The following fact can be used:

whenever a curve $x^\mu(\omega)$ satisfies:

$\frac{d^2x^\mu}{d\omega^2}+\Gamma^\mu_{\nu\lambda}\frac{dx^\nu}{d\omega}\frac{dx^\lambda}{d\omega}=\phi \frac{dx^\mu}{d\omega}$

for some function $\phi$ on $M$ , it also describes a geodesic (obviously, in a non-affine parametrization) in the sense that there is a curve parameter $s = s(\omega)$, depending on the function $φ$, such that $x^\mu(\omega(s))$ viewed as function of $s$ satisfies the usual geodesic equation.

I have not been able to get to anything meaningful, how should I do this?

Answer 1

Let us write $\psi = e^{2f}$, so that $\tilde{g} = e^{2f}g$. Let $\gamma$ be a null-geodesic for $g$. This means that $g(\gamma',\gamma') = 0$ and $\nabla_{\gamma'}\gamma' = 0$.

By the formula derived in this answer, we have \begin{align} \tilde{\nabla}_{\gamma'}\gamma' &= \nabla_{\gamma'}\gamma' + df(\gamma') \gamma' + df(\gamma') \gamma' + g(\gamma',\gamma') \mathrm{grad}(f) \\ &= 0 + 2 df(\gamma') \gamma' +0 \\ &= 2df(\gamma') \gamma'. \end{align} Therefore, $\tilde{\nabla}_{\gamma'}{\gamma'} = 0$ if and only if $\gamma'$ is everywhere in the kernel of $df$. Hence, for a generic conformal metric $\tilde{g} = e^{2f}g$, $\gamma$ is not a geodesic for $\tilde{g}$, even though it is a null curve.

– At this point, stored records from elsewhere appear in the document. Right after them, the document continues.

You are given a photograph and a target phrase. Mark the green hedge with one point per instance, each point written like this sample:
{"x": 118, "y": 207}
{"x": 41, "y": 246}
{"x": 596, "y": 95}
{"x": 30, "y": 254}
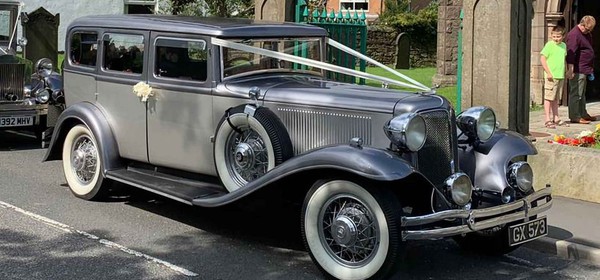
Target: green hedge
{"x": 421, "y": 26}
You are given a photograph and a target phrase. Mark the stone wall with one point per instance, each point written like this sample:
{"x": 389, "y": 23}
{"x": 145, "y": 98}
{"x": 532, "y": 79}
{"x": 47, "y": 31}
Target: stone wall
{"x": 381, "y": 46}
{"x": 447, "y": 41}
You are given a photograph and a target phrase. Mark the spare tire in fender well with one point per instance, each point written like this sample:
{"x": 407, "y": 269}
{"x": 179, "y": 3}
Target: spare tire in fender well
{"x": 88, "y": 114}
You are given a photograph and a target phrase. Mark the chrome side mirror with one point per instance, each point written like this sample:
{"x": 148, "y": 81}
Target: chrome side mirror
{"x": 22, "y": 42}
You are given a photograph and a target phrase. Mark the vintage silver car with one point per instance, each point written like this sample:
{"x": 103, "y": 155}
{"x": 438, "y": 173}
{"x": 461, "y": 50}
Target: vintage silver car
{"x": 28, "y": 100}
{"x": 210, "y": 112}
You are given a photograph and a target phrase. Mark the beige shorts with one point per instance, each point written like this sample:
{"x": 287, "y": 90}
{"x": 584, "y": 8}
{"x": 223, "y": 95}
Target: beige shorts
{"x": 553, "y": 90}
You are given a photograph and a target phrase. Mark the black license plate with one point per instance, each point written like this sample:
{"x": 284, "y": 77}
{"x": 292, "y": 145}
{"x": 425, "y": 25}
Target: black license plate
{"x": 527, "y": 231}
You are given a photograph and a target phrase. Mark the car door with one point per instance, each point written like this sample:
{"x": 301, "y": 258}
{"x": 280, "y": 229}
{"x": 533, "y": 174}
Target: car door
{"x": 122, "y": 56}
{"x": 180, "y": 123}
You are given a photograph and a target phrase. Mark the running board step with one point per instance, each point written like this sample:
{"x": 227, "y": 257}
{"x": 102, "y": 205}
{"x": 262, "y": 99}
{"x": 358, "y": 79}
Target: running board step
{"x": 180, "y": 190}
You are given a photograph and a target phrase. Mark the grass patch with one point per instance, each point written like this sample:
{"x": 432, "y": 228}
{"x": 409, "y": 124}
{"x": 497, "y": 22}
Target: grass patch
{"x": 421, "y": 75}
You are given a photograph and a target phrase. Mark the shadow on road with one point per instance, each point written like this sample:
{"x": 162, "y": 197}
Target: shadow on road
{"x": 276, "y": 226}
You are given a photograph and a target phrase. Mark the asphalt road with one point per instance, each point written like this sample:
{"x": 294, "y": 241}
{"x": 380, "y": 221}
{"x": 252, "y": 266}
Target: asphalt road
{"x": 47, "y": 233}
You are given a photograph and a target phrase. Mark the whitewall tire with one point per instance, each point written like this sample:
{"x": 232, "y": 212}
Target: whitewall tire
{"x": 82, "y": 164}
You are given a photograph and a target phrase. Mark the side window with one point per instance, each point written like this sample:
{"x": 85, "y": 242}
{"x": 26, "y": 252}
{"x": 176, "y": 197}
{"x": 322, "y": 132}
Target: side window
{"x": 84, "y": 47}
{"x": 123, "y": 52}
{"x": 181, "y": 59}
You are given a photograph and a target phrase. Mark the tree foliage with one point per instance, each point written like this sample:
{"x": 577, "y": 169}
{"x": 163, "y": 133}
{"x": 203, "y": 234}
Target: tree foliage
{"x": 221, "y": 8}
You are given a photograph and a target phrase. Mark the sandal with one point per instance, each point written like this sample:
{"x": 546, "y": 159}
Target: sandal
{"x": 561, "y": 123}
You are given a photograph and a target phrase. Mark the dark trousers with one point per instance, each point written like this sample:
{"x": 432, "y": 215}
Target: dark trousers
{"x": 577, "y": 97}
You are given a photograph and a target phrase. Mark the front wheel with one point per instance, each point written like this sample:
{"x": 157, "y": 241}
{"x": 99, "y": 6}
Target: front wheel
{"x": 352, "y": 231}
{"x": 82, "y": 164}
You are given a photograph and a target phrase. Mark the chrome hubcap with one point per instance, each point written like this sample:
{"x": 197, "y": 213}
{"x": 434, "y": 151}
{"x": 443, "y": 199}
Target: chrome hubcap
{"x": 84, "y": 159}
{"x": 247, "y": 156}
{"x": 344, "y": 231}
{"x": 349, "y": 231}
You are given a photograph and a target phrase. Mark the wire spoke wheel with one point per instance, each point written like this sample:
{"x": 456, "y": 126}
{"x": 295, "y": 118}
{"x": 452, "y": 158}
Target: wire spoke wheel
{"x": 82, "y": 164}
{"x": 248, "y": 146}
{"x": 84, "y": 159}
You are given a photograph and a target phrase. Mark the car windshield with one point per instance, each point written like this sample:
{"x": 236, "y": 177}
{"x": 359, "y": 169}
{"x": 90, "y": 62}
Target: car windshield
{"x": 5, "y": 25}
{"x": 238, "y": 62}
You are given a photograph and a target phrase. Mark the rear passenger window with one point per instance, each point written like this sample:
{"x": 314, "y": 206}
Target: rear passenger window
{"x": 84, "y": 47}
{"x": 123, "y": 52}
{"x": 181, "y": 59}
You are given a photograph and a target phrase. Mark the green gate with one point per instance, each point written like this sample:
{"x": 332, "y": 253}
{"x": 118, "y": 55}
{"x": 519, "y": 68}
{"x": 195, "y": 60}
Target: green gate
{"x": 348, "y": 28}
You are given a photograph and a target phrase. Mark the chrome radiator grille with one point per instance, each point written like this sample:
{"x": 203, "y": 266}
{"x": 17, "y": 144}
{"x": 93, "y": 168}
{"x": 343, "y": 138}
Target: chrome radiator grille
{"x": 12, "y": 78}
{"x": 435, "y": 159}
{"x": 310, "y": 129}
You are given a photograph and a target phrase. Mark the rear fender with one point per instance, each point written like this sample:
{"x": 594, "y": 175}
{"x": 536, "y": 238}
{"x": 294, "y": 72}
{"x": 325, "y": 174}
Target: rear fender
{"x": 91, "y": 116}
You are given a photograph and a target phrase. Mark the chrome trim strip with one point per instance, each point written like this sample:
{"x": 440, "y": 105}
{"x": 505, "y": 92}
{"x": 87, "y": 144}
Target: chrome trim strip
{"x": 310, "y": 129}
{"x": 313, "y": 63}
{"x": 470, "y": 216}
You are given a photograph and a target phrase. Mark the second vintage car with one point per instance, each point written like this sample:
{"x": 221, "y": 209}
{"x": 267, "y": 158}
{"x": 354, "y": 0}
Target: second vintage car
{"x": 210, "y": 111}
{"x": 31, "y": 95}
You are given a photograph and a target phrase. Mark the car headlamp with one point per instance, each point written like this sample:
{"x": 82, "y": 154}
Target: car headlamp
{"x": 477, "y": 123}
{"x": 44, "y": 65}
{"x": 520, "y": 175}
{"x": 42, "y": 95}
{"x": 407, "y": 131}
{"x": 460, "y": 188}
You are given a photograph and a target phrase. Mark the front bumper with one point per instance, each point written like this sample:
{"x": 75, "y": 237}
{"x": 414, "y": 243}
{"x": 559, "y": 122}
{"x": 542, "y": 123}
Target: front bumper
{"x": 478, "y": 219}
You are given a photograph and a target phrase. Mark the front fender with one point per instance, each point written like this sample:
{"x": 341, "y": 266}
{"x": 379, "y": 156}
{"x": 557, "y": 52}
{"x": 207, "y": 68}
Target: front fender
{"x": 371, "y": 163}
{"x": 91, "y": 116}
{"x": 487, "y": 163}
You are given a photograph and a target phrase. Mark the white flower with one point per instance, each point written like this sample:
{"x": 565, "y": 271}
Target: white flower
{"x": 584, "y": 133}
{"x": 142, "y": 90}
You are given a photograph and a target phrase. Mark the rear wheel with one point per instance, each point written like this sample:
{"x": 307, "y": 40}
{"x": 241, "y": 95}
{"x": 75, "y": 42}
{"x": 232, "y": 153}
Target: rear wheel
{"x": 352, "y": 231}
{"x": 82, "y": 164}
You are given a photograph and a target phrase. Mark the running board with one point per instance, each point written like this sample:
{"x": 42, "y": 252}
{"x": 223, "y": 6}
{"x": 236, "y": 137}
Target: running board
{"x": 168, "y": 186}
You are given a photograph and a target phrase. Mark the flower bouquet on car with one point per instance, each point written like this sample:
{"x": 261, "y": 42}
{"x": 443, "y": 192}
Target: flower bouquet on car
{"x": 585, "y": 138}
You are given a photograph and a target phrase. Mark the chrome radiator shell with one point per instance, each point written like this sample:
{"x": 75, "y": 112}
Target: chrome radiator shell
{"x": 12, "y": 80}
{"x": 436, "y": 160}
{"x": 310, "y": 129}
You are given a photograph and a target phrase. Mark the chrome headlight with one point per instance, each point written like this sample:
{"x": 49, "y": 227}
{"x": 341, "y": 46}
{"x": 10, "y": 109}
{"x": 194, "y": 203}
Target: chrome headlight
{"x": 407, "y": 131}
{"x": 520, "y": 175}
{"x": 477, "y": 123}
{"x": 508, "y": 195}
{"x": 44, "y": 65}
{"x": 460, "y": 188}
{"x": 42, "y": 95}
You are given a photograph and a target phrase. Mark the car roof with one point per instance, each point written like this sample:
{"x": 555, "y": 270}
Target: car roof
{"x": 213, "y": 26}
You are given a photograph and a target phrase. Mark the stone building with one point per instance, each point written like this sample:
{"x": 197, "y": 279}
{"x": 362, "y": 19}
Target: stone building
{"x": 547, "y": 14}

However, we can reparametrize $\gamma$ in order to produce a null-geodesic for $\tilde{g}$. Here is the trick: let $\varphi$ be any reparametrization of the interval of definition of $\gamma$ and consider $\tilde{\gamma} =\gamma\circ \varphi$. Then $\tilde{\gamma}' = \varphi'\cdot(\gamma'\circ \varphi)$. It is already a null-curve. Let us derive an equation on $\varphi$ in order for $\tilde{\gamma}$ to be a geodesic.

By the linearity of the Levi-Civita connection in the lower entry, it is sufficient that $\varphi$ is such that $$ \tilde{\nabla}_{\gamma'\circ \varphi} (\varphi'\cdot (\gamma'\circ \varphi)) = 0. $$ Note that \begin{align} \tilde{\nabla}_{\gamma'\circ \varphi} (\varphi'\cdot (\gamma'\circ \varphi)) &= \varphi''\cdot (\gamma'\circ \varphi) + \varphi' \tilde{\nabla}_{\gamma\circ\varphi}(\gamma \circ \varphi)\\ &= \varphi'' \cdot (\gamma'\circ \varphi) + \varphi' \cdot 2df(\gamma'\circ\varphi) (\gamma'\circ \varphi) \\ &= (\varphi'' + 2df(\gamma'\circ\varphi)\varphi')(\gamma'\circ \varphi), \end{align} so that it is sufficient to solve the differential equation $\varphi'' + 2df(\gamma'\circ \varphi) \varphi'= 0$, which can be done easily in coordinates.